Membaca majalah lama membuat saya membanding-bandingkan dengan keadaan 35 tahun kemudian dari majalah itu, yaitu saat ini.
Dalam bentangan waktu sepanjang itu, sungguh perubahan drastis yang terjadi sangat luar biasa banyak. Jika pada jaman mahasiswa indekos saat itu, mahasiswa menunggu kiriman “wesel” dari orang tua mereka (kiriman uang), katanya, maka jaman sekarang kita menunggu “transferan”, dan cukup diambil lewat “ATM”.
Jika kiriman telat, maka cukup “SMS” saja maka detik itu juga pesan akan sampai kepada yang bersangkutan. Tentu saja dengan syarat “pulsa” tidak dalam keadaan sekarat, toh kalaupun demikian bisa meminjamkan “HaPe” kawan indekos.
Dengan makin maraknya HaPe dan paket telepon murah, maka sekarang tidak ada lagi yang namanya surat cinta. Kita bisa menggunakan fasilitas SMS dan telepon, dan dijamin langsung menuju ke orang yang dinginkan, he he he.

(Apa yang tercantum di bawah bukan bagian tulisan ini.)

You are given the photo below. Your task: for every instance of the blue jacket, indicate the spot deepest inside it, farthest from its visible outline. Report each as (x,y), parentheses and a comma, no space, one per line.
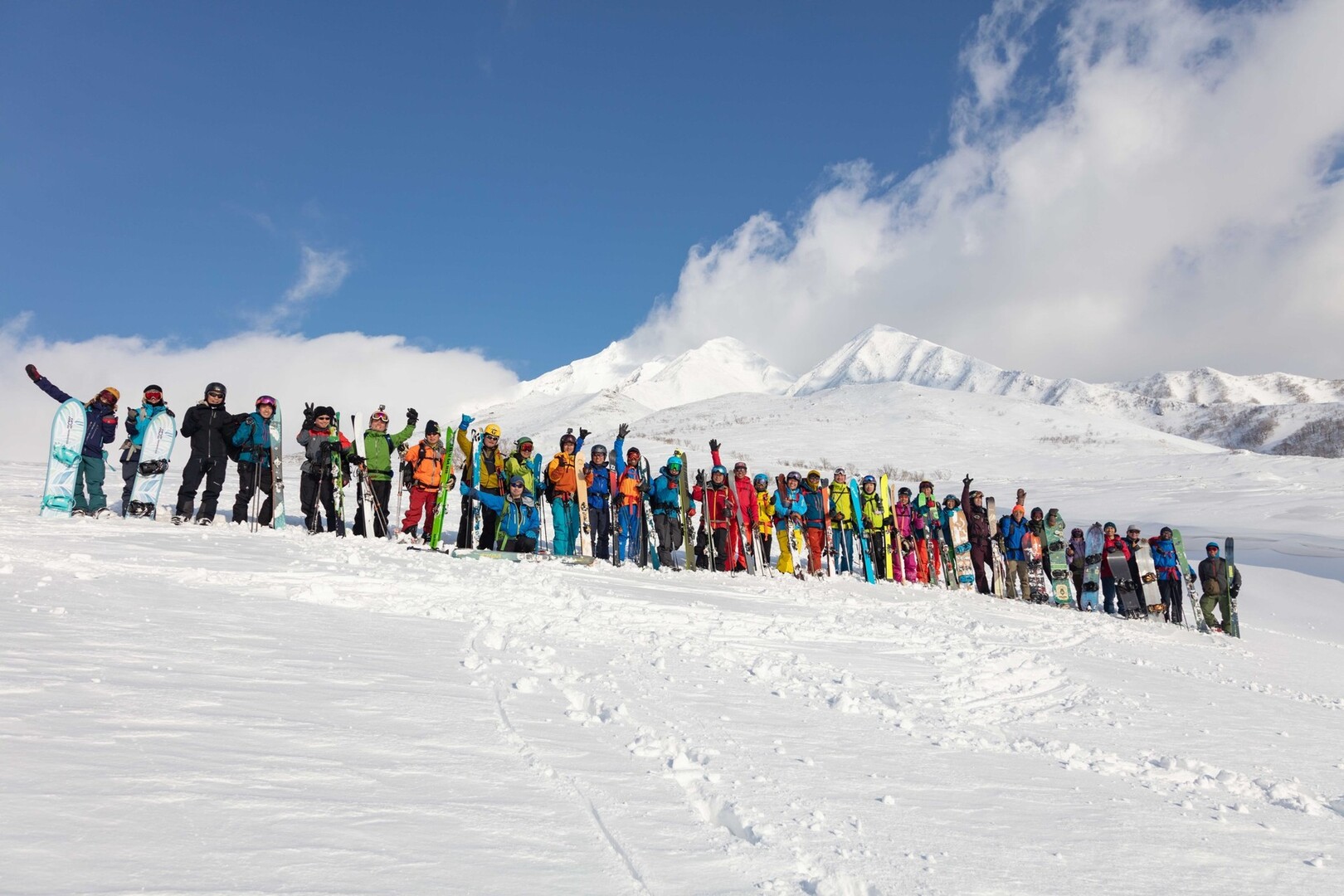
(1014,533)
(665,494)
(515,518)
(100,419)
(136,425)
(786,503)
(253,436)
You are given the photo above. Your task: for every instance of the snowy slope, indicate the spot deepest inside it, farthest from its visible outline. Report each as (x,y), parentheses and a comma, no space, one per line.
(212,711)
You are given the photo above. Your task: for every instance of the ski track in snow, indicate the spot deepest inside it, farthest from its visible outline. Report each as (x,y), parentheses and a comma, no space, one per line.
(648,733)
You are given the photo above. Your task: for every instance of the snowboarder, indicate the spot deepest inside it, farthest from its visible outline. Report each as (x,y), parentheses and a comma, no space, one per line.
(253,441)
(205,425)
(425,460)
(562,490)
(379,446)
(324,446)
(138,419)
(100,429)
(1216,590)
(516,518)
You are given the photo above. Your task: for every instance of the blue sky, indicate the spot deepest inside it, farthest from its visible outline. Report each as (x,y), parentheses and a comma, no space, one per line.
(524,178)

Belum lagi dengan berkembangnya internet, maka sekarang kaum “blogger” bisa mengekpresikan pengalaman, pemikiran, dan isi hatinya sebebas-bebasnya. Kaum pemilik akun “Facebook” juga makin rajin berinteraksi dengan kawan-kawan yang dekat mapunun nun jauh sekalipun. Foto-foto bisa langsung diunggah (Upload) untuk dibagikan agar bisa dilihat para “friend” di situs jejaring sosial ini.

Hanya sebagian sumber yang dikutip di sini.